Metallism is the economic principle that the value of money derives from the purchasing power of the commodity upon which it is based. The currency in a metallist monetary system may be made from the commodity itself (commodity money) or it may use tokens (such as national banknotes) redeemable in that commodity. Georg Friedrich Knapp (1842–1926) coined the term "metallism" to describe monetary systems using coin minted in silver, gold or other metals.[1]
In metallist economic theory, the value of the currency derives from the market value of the commodity upon which it is based independent of its monetary role. Carl Menger (1840–1921) theorized that money came about when buyers and sellers in a market agreed on a common commodity as a medium of exchange in order to reduce the costs of barter. The intrinsic value of that commodity must be sufficient to make it highly "saleable", or readily accepted as payment. In this system, buyers and sellers of real goods and services establish the medium of exchange, independently of any sovereign state. Metallists view the state's role in the minting or official stamping of coins as one of authenticating the quality and quantity of metal used in making the coin. Knapp distinguished metallism from chartalism (or antimetallism), a monetary system in which the state has monopoly power over its own currency and creates a unique market and demand for that currency by imposing taxes or other such legally enforceable debts upon its people which they can only pay by using that currency.
Joseph Schumpeter (1883–1950) distinguished between "theoretical" and "practical" metallism. Schumpeter categorized the Menger position, that a commodity link is essential to understanding the origins and nature of money, as "theoretical metallism". He defined "practical metallism" as the theory that although a sovereign state has unfettered power to create non-backed currencies (money with no intrinsic or redeemable commodity value), it is more prudent to adopt a backed currency system.[2]
Adherents of metallism are opposed to the use of fiat money, i.e. governmentally-issued money with no intrinsic value.
Historically, the main rival school of thought to metallism has been chartalism, which holds that even in systems where coins are made of precious metals, money derives its value mainly from the authority of the state.[3] Competition between these two alternative systems has existed for millennia, long before the concepts were formalised.

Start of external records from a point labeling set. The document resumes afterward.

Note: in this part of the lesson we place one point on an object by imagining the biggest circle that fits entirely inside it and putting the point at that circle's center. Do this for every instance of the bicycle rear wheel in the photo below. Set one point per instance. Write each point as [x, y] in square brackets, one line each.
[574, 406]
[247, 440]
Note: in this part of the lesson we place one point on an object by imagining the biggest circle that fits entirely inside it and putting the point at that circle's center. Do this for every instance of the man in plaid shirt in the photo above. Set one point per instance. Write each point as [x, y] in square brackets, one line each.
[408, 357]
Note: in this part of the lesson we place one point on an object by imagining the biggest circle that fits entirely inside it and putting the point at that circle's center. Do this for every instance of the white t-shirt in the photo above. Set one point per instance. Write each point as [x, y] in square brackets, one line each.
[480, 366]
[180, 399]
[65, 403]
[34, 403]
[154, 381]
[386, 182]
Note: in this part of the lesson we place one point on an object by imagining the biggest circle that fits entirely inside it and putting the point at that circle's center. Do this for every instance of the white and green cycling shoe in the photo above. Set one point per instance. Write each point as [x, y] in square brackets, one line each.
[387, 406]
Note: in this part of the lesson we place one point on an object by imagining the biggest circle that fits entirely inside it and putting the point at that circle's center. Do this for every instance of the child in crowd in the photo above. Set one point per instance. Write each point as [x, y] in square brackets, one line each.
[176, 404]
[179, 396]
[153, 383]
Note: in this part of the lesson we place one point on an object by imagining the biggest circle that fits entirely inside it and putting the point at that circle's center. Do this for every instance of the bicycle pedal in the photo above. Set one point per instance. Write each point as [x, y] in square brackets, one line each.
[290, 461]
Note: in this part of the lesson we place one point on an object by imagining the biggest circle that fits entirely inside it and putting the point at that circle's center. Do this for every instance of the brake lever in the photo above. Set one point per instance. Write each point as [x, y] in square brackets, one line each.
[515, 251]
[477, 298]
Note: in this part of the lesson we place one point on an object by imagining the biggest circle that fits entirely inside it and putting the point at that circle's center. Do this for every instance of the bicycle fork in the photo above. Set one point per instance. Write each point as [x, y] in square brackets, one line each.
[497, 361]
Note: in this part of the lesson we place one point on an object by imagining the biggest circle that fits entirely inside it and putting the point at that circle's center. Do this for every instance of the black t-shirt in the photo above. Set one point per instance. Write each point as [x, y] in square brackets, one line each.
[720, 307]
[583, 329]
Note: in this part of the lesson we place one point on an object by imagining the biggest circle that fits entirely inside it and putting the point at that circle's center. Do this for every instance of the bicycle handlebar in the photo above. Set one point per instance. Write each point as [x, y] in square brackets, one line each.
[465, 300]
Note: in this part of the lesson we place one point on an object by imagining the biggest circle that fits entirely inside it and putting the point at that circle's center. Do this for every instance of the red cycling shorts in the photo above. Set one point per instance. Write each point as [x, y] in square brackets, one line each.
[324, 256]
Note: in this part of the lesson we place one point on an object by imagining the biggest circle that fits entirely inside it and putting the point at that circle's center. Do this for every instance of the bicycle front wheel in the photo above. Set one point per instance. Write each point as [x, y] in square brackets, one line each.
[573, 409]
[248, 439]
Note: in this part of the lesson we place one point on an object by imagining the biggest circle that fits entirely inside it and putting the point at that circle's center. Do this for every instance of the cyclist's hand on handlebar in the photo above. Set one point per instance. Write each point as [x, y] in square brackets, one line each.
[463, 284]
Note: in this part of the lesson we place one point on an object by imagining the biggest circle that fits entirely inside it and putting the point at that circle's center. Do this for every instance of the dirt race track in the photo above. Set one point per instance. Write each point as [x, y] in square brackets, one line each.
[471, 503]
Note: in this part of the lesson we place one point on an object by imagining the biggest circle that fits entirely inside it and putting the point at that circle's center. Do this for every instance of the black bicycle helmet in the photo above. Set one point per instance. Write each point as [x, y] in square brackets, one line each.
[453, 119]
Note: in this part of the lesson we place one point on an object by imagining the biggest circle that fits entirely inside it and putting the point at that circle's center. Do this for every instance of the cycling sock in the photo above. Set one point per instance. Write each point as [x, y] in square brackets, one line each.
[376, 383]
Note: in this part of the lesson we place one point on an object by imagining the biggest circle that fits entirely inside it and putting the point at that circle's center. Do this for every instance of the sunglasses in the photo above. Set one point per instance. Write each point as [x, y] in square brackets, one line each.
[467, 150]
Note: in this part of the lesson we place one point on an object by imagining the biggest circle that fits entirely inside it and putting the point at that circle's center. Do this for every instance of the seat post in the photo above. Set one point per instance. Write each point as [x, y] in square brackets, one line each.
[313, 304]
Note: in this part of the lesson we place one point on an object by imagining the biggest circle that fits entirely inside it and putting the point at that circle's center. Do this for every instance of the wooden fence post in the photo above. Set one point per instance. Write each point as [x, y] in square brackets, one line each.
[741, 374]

At times hybrid monetary systems were used. Constantina Katsari has argued that principles from both metallism and chartalism were reflected in the monetary system introduced by Augustus, which was used in the eastern provinces of the Roman Empire from the early 1st century to the late 3rd century AD.[4]
A smaller disagreement which takes place relating to metallism is whether one metal should be used as currency (as in monometallism), or should there be two or more metals for that purpose (as in bimetallism).
Historically, silver has been the main kind of money around the world, circulating bimetallically with gold. In many languages, the words for "money" and "silver" are identical. In the final era of global metal-based money, i.e. the first quarter of the 20th century, monometallic gold use has been the standard.
Zimbabwe has a multi-currency system that recognizes the gold Mosi-oa-Tunya (coin) and the ZiG, a digital token backed by gold, as legal tender in parallel with the Zimbabwean dollar (2019–present) and the US dollar.[5][6] [7]
In the broad sense of the term, which tends to be used only by scholars, metallism considers money to be a "creature of the market", a means to facilitate exchange of goods and services. In this broad sense, the essential nature of money is purchasing power, and it does not necessarily need to be backed by metals. Understood in this broad sense, metallism reflects the majority view among mainstream economists, which has prevailed since the early 19th century.[3]